I have a lot of bad qualities. I can be vain. I can be passive-aggressive. I sometimes stare at cleavage a little too long. But I DO KEEP MY WORD. For my birthday, a few bloggers sent me scratch-off lottery tickets from other states and Canada. In a previous post about my birthday, I said that if I won something, I would share the winnings with my fellow bloggers. Well, good news! Indiana’s own Oospy Daisy sent me a “9’s in a Line” scratch-off from the Hoosier Lottery, and we’ve hit the jackpot. Three nines in a row! Ten dollars!

Who wants in? Just tell me and once I work out the long division, I will mail you a check with your share of the winnings. It’s the least I could do to repay your for all of YOUR kindness.

By the way, Danny has been in New York, so I still haven’t seen some of your birthday cards and gifts, which are still in his living room. So, if I haven’t thanked you yet, don’t blame me, blame Danny.

14 Comments

  1. So, is Sophia going to contact Nastena? She’s hot. You could call her “Nasty” for a nickname.

    It would be so cool of Sophia to marry this girl for you. LOL

  2. Neil oh Neil – Can I audit that long division? You know, being a CPA and all. LOL!

  3. I find it amazing that her English sucks but her spelling is perfect. Go figure!

  4. i want a piece of that but i want you to take my share of the winnings and treat that beautiful wife of yours to something spectacular, like a coffee! or maybe a few sips of yours.

  5. I got an email much like that from “Alena.” Sophia and I can swap if she prefers blondes.

  6. Well, if you have to get spam, well written spam is the way to go.

  7. so you WERE looking at my boobs an extra long time!

    😉

  8. I’m just sittin’ here feeling sorry for Neil’s toilet.
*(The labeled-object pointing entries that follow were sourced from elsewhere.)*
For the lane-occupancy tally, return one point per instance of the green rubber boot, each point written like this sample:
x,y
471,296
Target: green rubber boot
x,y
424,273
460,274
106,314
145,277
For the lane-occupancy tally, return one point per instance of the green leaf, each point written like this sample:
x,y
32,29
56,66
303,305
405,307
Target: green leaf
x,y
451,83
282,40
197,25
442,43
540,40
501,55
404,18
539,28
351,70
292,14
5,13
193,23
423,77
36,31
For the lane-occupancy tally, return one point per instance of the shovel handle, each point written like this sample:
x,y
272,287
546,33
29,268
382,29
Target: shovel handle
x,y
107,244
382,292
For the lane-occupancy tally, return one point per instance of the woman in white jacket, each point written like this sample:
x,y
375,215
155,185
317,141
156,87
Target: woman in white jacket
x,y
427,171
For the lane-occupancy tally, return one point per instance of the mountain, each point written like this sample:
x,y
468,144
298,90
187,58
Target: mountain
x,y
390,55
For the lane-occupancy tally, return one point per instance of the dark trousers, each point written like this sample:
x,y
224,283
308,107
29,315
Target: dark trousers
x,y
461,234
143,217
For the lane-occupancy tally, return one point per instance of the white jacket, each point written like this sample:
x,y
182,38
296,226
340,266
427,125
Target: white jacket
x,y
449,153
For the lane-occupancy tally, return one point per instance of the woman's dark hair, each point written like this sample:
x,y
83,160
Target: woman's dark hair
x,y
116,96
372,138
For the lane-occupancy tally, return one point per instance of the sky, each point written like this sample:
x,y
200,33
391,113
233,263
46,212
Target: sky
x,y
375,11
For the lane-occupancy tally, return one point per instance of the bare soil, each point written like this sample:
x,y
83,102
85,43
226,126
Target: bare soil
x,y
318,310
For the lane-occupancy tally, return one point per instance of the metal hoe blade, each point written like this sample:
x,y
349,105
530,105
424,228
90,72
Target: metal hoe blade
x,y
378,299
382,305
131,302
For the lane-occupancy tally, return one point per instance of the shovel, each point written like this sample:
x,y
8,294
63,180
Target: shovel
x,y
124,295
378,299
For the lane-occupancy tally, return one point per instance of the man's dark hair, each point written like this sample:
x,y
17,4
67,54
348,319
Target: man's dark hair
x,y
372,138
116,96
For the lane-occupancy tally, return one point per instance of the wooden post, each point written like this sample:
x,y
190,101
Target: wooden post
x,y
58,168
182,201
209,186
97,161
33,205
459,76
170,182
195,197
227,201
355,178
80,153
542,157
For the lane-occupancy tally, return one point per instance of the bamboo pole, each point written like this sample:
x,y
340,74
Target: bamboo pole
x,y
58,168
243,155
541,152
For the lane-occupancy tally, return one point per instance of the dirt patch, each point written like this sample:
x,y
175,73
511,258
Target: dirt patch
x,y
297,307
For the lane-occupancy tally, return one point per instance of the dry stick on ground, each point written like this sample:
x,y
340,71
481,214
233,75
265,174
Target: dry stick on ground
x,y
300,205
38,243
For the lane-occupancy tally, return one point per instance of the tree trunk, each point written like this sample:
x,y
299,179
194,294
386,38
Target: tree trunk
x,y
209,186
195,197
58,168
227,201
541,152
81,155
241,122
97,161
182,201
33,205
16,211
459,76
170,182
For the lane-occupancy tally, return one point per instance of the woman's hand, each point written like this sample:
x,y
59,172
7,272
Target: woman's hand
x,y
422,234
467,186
I hope Neil introduces it to a nice toilet brush and they get along fabulously.

    (This message funded by the Sophia Lansky Committee for Clean Toilets)

  9. I get those e-mails from hot Ukranian chicks all the time. I’m too insecure to pursue such women. What if they get here and we get married and then they do nothing but badmouth me to their hottie girlfriends in Russian all day?
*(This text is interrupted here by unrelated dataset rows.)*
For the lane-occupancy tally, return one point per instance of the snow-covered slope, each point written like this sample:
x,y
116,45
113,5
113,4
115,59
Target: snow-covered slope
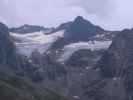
x,y
27,43
91,45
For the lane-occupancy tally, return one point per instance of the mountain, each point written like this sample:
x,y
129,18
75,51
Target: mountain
x,y
74,59
82,29
117,61
16,73
29,29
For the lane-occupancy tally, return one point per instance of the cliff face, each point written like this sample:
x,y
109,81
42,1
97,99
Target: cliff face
x,y
118,58
7,47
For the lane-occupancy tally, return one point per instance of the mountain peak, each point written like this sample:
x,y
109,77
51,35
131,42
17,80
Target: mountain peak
x,y
81,30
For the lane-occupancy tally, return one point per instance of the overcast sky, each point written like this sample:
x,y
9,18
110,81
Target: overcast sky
x,y
110,14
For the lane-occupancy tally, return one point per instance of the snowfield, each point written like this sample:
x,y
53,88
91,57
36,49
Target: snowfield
x,y
91,45
30,42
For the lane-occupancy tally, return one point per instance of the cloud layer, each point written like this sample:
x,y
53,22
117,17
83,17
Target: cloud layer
x,y
111,14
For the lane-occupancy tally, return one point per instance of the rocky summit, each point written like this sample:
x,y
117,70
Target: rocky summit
x,y
75,61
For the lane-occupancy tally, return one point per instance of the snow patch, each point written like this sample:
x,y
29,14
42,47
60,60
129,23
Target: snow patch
x,y
91,45
27,43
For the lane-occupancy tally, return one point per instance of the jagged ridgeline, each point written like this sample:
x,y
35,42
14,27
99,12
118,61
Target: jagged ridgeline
x,y
75,61
14,86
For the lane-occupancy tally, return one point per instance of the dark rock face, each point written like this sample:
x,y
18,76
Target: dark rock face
x,y
82,29
119,56
117,62
7,48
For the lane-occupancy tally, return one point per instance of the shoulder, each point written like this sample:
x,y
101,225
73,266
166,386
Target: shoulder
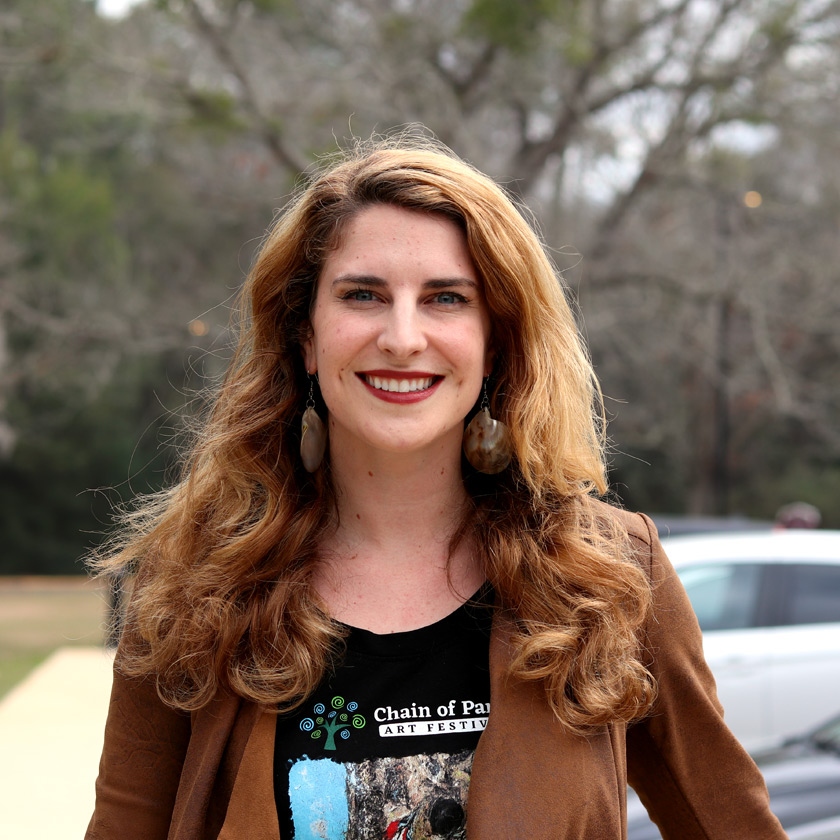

  10. She looks a hottie, I think it’s a good idea for Sophia to marry the Ukranian, then you can dine out on that one forever! LOL, and all men will be in bewildered awe at you.

  11. Maybe Danny kept the winning lottery ticket for himself. Maybe right now he’s at a beach with a drink with a fruit salad perched on the rim, a girl in a bikini and mocking you. Think about it. What do we really know about this “danny”

  12. You can just think something nice about me and I’ll be happy.

  13. I answer emails for a big 10 university, and I get several of those a day. I always picture a fat, hairy, 65 year old man named Boris, sitting at his desk typing them out.